Un équilibre
J’ai quitté la forêt boréale une semaine, histoire d’aller faire un petit tour en France. À part manger des quantités astronomiques de fromage et me faire écraser dans le métro à l’heure de pointe, je participe au huitième Congrès international des recherches féministes dans la francophonie, qui se déroule à l’Université Paris- Nanterre. Un événement d’assez grande envergure avec un léger programme de 300 pages.
J’y ai été invitée dans le cadre du colloque Résistances des femmes autochtones dans les Amériques pour m’exprimer aux côtés de chercheuses et d’autres femmes issues des Premières Nations. J’ai parlé de concepts que vous commencez probablement à maîtriser si vous me lisez régulièrement, mais aussi des raisons pour lesquelles les femmes de nos communautés adhèrent difficilement à l’étiquette féministe. Je suis féministe dans la mesure où c’est un débat qu’on m’impose; ma place en tant que femme dans les cercles traditionnels est honorée et respectée, donc pas besoin de rappeler aux autres que j’ai des droits. C’est acquis.
Traduire du français à l’eeyou iyimun certains concepts qui viennent d’ailleurs comporte ses risques. Par exemple, pour traduire «féminisme», on devrait inventer un mot qui correspond à la vision nord-américaine de ce qu’est l’émancipation des femmes et des rôles de celles-ci. Pour cette raison, nos communautés – à ce que je sache – n’ont pas encore senti le besoin de le faire. Parler de «féminisme autochtone» vient aussi un peu «invisibiliser» le fait que la situation actuelle des femmes autochtones au Canada est un résultat de la colonisation. Ma nation était autrefois une société égalitaire.

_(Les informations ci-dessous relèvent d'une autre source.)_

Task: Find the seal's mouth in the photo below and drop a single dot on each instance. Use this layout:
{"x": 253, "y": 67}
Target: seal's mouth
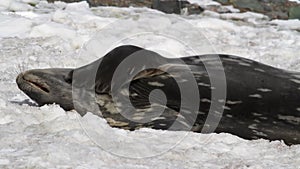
{"x": 35, "y": 83}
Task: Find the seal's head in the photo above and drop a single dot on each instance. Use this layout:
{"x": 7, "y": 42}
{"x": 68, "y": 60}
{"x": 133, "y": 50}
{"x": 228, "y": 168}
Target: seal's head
{"x": 47, "y": 86}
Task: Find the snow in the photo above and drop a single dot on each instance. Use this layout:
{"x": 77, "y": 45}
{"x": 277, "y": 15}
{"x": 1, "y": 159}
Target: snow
{"x": 51, "y": 35}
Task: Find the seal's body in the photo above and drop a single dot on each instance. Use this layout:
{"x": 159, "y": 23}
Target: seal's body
{"x": 261, "y": 101}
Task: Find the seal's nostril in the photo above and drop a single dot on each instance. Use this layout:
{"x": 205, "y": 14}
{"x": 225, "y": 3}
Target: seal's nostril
{"x": 68, "y": 78}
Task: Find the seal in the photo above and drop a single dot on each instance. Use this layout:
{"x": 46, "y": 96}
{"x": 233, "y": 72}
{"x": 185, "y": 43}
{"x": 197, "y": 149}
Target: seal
{"x": 261, "y": 102}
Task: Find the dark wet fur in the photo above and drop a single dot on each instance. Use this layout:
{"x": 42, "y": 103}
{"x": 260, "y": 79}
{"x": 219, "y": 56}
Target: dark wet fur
{"x": 261, "y": 102}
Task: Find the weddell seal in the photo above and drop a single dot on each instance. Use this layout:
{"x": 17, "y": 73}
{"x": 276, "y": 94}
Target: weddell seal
{"x": 261, "y": 101}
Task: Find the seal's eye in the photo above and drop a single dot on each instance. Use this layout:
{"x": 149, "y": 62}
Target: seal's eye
{"x": 69, "y": 77}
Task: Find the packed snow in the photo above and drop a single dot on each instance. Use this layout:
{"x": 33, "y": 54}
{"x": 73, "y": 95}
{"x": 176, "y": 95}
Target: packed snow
{"x": 37, "y": 34}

Les féminismes au Québec sont pluriels, mais bon nombre d’entre eux excluent les femmes issues des Premières Nations par la non-reconnaissance des violences que nous sommes plus à risque de subir. À Montréal, nos vigiles pour les femmes autochtones disparues ou assassinées au Canada attirent moins de gens que la Women’s March pour dénoncer les politiques de Trump. Vous comprendrez que, pour nous, il est difficile d’adhérer à un féminisme qui vient nier le facteur colonial.
Les féminismes au Québec sont pluriels, mais bon nombre d’entre eux excluent les femmes issues des Premières Nations par la non-reconnaissance des violences que nous sommes plus à risque à risque de subir.
Comme l’expliquait Tania Larivière, nous avons besoin d’un certain équilibre dans nos communautés et nos cercles traditionnels. Les hommes sont aussi présents aux rassemblements de femmes pour observer et vice-versa, ce qui ne plairait pas à certains milieux féministes que je fréquente parfois. Nous croyons aussi en la justice réparatrice, car une communauté a besoin de chaque individu pour fonctionner.
Étant survivante d’abus, j’ai été guérir de mes traumatismes dans une cérémonie à laquelle des hommes qui ont déjà commis des agressions sexuelles prenaient part. Ces hommes ont demandé pardon et ont fait les efforts nécessaires pour se guérir eux aussi. Beaucoup d’hommes autochtones ont été violés dans les pensionnats et ont ensuite répété le mal. Ce n’est pas une méthode pour échapper aux conséquences; il faut évidemment plus qu’un «je m’excuse» pour que ces hommes réintègrent complètement nos cercles. Je sais que ça peut en froisser plusieurs, mais nos visions ancestrales de justice sont différentes.
Bien sûr, je suis quand même proche de certains milieux féministes et tout cela n’est pas pour invalider les luttes des autres, mais seulement pour dire de faire attention de ne pas imposer ses étiquettes à celles qui se définissent déjà elles-mêmes.